15 minute Yin Yoga for the hips
Take a deep breath and relax.
Dragon poses

Start your routine with Dragon Pose, a powerful hip opener that stretches the hip flexors and quadriceps of the back leg while lengthening the glutes and hamstrings of the back leg.
From your hands and knees, step your right foot forward, just outside your right hand or between your hands. Rest your hands on blocks if that is more comfortable. To intensify the stretch, slide your left knee further back.
If this stretch feels too intense, lie on your back and pull your right knee toward your chest for Reclined Dragon.
Breathe here for 2 minutes.
Swan pose

From Swan Pose, slide your right foot across the mat to the left side and lower your right knee to the mat. Try to point your hips straight toward the front of the mat and avoid sinking into the right hip.
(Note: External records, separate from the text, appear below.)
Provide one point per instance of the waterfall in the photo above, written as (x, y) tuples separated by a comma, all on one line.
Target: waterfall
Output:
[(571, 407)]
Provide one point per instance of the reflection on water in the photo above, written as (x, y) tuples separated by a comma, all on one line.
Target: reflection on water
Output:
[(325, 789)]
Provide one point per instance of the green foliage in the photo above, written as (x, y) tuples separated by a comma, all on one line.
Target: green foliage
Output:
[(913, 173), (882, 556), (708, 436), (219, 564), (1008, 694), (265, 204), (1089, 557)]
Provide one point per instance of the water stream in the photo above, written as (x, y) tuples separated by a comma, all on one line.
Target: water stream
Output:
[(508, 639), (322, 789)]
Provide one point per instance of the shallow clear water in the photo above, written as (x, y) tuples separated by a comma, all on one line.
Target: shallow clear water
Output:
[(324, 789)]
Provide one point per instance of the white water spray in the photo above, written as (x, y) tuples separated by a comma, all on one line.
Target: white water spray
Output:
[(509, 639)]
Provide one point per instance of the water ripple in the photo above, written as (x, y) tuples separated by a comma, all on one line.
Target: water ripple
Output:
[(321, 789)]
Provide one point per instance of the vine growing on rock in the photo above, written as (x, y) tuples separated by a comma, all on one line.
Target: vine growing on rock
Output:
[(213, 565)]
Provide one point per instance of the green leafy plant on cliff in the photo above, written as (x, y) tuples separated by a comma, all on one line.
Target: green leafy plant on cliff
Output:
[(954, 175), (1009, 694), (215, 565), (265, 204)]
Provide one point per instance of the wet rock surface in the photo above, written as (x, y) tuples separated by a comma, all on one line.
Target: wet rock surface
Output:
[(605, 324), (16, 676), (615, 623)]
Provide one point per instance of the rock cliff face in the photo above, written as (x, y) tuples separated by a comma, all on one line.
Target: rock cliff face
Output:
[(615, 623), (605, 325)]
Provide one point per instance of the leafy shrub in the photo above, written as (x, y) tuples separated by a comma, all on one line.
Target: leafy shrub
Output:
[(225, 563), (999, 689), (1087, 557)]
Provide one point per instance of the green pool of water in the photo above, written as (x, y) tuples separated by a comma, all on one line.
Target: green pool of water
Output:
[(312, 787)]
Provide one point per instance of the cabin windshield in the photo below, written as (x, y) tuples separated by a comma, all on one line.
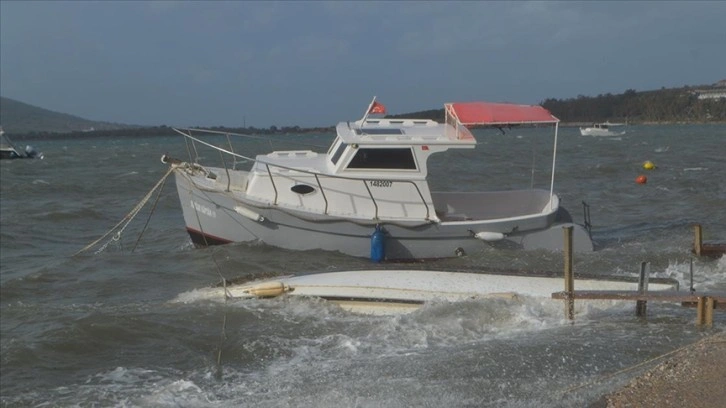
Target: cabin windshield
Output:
[(383, 158)]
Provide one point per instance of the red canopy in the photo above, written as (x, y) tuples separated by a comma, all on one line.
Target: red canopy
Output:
[(487, 113)]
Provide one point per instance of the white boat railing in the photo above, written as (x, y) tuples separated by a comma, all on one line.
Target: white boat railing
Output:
[(191, 140)]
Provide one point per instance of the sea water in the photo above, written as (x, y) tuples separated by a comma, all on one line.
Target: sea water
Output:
[(103, 328)]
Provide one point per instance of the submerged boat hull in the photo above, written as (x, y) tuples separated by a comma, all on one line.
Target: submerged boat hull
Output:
[(400, 291), (218, 217)]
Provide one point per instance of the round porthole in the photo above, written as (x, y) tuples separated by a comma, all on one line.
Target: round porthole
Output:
[(302, 189)]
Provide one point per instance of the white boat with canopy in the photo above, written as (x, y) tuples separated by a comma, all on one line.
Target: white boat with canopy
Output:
[(603, 129), (368, 195)]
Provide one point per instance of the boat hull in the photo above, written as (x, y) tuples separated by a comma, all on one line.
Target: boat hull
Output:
[(401, 291), (218, 217)]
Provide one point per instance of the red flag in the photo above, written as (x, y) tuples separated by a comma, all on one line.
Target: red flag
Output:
[(377, 108)]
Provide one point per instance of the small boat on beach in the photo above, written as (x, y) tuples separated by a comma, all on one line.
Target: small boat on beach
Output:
[(9, 151), (368, 195), (602, 129)]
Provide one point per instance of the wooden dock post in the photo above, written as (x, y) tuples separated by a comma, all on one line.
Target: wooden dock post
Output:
[(701, 248), (704, 311), (641, 305), (569, 277), (698, 239)]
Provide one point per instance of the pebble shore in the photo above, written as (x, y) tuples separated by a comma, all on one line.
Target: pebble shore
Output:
[(693, 376)]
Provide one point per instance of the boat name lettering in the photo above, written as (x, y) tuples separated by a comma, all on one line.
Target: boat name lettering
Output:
[(381, 183), (203, 209)]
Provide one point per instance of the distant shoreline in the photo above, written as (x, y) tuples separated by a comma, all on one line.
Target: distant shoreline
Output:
[(168, 131)]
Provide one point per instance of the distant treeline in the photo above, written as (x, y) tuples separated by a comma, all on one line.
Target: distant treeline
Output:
[(678, 105), (681, 105), (673, 105), (162, 131)]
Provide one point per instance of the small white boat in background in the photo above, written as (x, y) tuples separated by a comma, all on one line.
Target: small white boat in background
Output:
[(603, 129), (368, 195), (396, 291)]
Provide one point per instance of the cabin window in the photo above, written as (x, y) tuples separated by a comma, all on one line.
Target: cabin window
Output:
[(338, 152), (378, 131), (302, 189), (400, 158)]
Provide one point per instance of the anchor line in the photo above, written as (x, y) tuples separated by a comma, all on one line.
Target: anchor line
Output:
[(127, 219)]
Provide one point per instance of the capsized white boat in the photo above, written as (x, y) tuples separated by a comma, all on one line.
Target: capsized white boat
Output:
[(369, 194), (395, 291), (603, 129)]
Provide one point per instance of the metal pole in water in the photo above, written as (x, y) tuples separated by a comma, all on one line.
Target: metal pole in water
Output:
[(697, 239), (640, 305), (569, 278)]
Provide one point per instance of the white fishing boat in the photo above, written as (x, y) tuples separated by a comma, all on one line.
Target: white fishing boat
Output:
[(603, 129), (368, 195), (395, 291)]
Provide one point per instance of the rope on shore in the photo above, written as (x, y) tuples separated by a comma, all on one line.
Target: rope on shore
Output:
[(128, 218), (633, 367)]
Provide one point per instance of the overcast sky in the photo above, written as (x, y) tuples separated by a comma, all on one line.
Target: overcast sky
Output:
[(317, 63)]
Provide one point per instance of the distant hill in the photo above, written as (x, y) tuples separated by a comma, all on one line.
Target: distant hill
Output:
[(21, 118)]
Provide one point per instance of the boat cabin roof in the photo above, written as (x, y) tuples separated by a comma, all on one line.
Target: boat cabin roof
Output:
[(411, 132)]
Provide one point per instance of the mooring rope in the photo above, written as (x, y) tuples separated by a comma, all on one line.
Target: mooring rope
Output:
[(127, 219)]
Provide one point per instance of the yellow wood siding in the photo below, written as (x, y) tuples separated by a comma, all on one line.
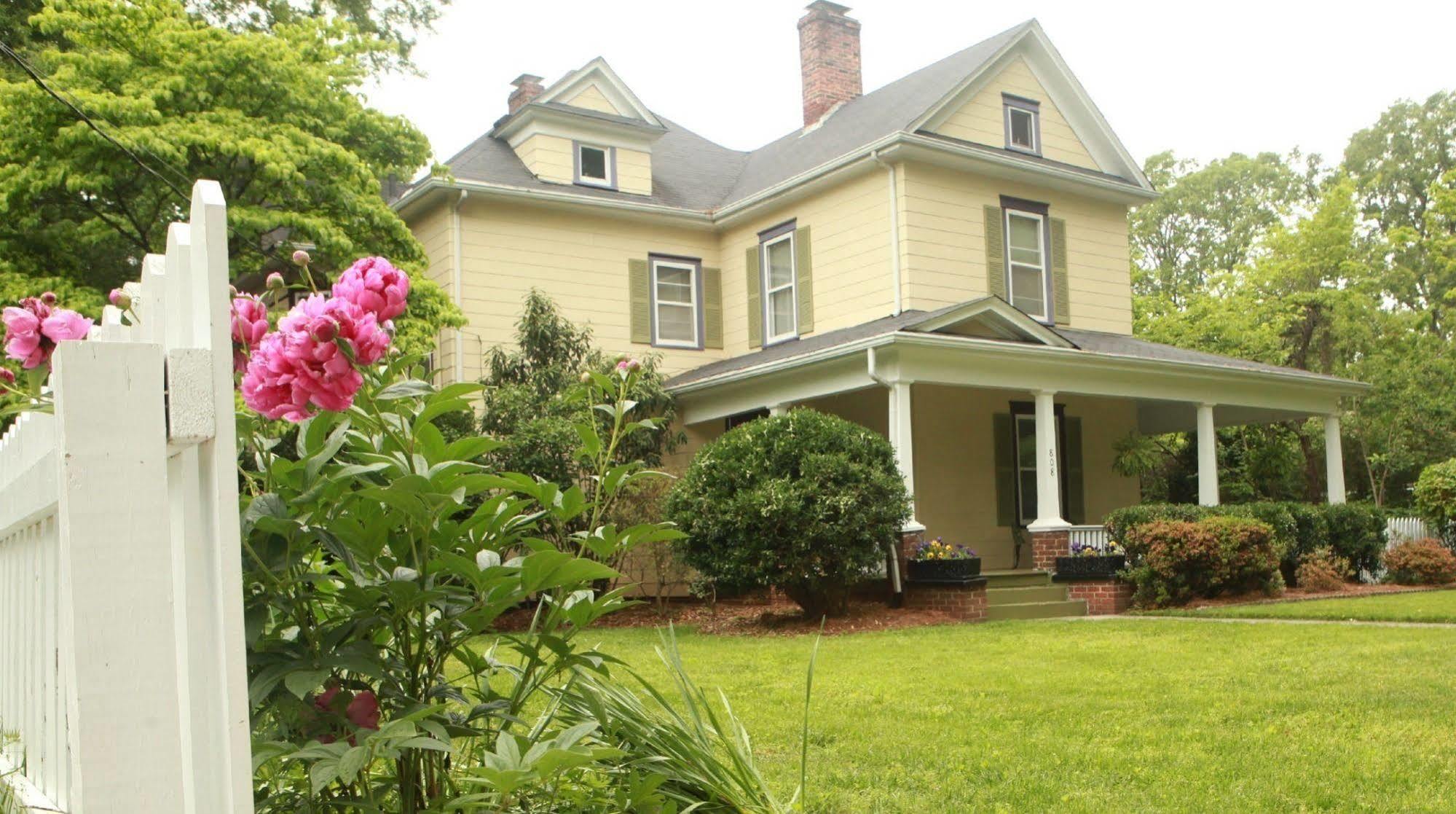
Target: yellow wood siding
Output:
[(593, 99), (944, 245), (982, 118), (851, 242), (549, 157), (577, 259), (634, 171)]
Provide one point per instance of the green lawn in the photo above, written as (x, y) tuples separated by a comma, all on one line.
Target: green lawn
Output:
[(1097, 717), (1423, 606)]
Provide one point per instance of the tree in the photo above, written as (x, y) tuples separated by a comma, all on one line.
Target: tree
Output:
[(529, 401), (1398, 166), (1211, 219), (272, 117)]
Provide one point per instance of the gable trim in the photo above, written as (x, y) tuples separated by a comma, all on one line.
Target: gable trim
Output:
[(1062, 87)]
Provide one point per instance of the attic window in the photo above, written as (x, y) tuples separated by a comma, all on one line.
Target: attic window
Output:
[(1023, 124), (596, 165)]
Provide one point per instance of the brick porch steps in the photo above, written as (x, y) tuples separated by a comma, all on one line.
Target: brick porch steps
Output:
[(1028, 595)]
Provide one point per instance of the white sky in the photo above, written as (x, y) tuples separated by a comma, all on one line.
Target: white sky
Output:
[(1205, 79)]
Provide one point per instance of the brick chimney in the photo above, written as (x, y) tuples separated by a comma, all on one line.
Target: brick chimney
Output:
[(829, 58), (527, 87)]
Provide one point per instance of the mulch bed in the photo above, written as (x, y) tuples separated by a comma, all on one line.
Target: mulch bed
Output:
[(753, 618), (1301, 595)]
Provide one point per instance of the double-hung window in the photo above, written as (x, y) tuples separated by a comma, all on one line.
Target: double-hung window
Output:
[(677, 303), (779, 290), (596, 166), (1027, 261), (1023, 124)]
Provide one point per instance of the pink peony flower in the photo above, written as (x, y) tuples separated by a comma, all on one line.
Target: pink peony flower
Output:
[(32, 331), (296, 370), (249, 326), (374, 286)]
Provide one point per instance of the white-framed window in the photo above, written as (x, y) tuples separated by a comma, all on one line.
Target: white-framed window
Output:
[(1026, 427), (1027, 262), (781, 318), (676, 303), (1023, 124), (596, 165)]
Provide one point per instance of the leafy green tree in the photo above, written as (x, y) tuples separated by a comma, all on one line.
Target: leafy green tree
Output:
[(529, 402), (272, 117), (1211, 219)]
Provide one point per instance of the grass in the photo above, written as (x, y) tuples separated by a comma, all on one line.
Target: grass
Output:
[(1094, 717), (1423, 606)]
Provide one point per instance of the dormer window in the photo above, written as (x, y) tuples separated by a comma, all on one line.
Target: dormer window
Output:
[(1023, 124), (596, 166)]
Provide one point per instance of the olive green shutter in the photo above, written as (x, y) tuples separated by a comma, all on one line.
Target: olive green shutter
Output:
[(1004, 443), (640, 299), (712, 308), (804, 278), (755, 281), (1077, 494), (996, 254), (1059, 271)]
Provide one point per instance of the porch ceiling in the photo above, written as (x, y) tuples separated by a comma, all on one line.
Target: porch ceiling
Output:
[(1167, 389)]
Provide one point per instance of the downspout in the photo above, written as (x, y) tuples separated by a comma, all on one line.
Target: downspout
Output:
[(894, 230), (897, 589), (457, 281)]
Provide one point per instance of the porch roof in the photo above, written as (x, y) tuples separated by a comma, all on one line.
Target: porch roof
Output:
[(986, 343)]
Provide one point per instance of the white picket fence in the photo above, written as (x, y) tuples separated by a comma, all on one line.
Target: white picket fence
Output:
[(1403, 529), (122, 666)]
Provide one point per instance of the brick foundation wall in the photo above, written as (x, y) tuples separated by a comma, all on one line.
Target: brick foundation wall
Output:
[(1103, 596), (966, 603), (1047, 547)]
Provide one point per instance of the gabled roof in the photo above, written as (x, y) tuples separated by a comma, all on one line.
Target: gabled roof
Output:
[(986, 309), (695, 173)]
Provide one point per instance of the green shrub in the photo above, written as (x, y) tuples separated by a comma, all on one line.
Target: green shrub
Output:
[(804, 501), (1356, 532), (1176, 561), (1420, 563), (1436, 497), (1323, 570)]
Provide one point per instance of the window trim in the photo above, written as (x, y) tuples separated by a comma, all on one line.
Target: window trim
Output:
[(1042, 213), (768, 238), (610, 154), (1028, 410), (1030, 106), (695, 265)]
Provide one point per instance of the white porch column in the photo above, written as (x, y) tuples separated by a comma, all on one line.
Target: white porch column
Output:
[(1049, 481), (1208, 458), (1334, 461), (902, 439)]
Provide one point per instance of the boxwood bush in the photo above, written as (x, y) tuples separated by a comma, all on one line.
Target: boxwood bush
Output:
[(1355, 531), (1176, 561), (804, 501)]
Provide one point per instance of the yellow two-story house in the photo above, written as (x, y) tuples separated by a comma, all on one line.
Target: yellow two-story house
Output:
[(944, 259)]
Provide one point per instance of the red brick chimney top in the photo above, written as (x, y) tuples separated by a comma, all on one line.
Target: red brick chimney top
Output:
[(829, 58)]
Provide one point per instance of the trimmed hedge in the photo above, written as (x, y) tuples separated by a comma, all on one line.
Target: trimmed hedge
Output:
[(1178, 561), (1355, 531)]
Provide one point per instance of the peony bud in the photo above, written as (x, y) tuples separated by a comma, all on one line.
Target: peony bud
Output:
[(323, 328)]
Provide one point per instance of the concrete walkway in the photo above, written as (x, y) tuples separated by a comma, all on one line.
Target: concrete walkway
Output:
[(1231, 621)]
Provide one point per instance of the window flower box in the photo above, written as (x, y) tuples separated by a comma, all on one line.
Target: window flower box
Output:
[(941, 563), (1098, 567)]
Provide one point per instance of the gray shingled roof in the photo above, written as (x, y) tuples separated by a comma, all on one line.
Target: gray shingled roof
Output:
[(1090, 341), (695, 173)]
If necessary, place a block, pillow, or folded blanket under your right hip for support.
Stay upright or, to intensify the stretch, fold forward into Sleep Swan by lowering onto your forearms or resting your forehead on the mat, stacked hands, or a block.
Breathe here for 2 minutes.
Shoelace pose

Come out of Swan slowly, keeping your right knee in place. Swing your left leg forward and over your right knee, then bend your left knee to bring your left foot outside your right hip. This is the Shoelace Pose, which opens the hips through external rotation and targets the glutes, inner thighs, IT band and hamstrings.
Sit up straight and avoid shifting the weight to your feet so that you can balance the stretch across both hips. If this feels too intense, sit on a block or cushion. For less sensation, extend your lower right leg straight.
Instead, you can sit on your back, cross your legs, and gently pull your feet toward your body.
Breathe here for 2 minutes.
Repeat Dragon, Swan and Shoelace on your left side.
Windshield wipers

After tying the shoelace on your second side, release any built-up tension by uncrossing your legs, leaning back on your hands, and placing your feet on the mat wider than your hips. Gently lower your knees back and forth, like windshield wipers, pausing where necessary.

Move mindfully for 1 to 2 minutes.
Close

Sit in a comfortable chair, close your eyes and take a few deep breaths, bringing your awareness to your hips. Let the benefits be fully integrated.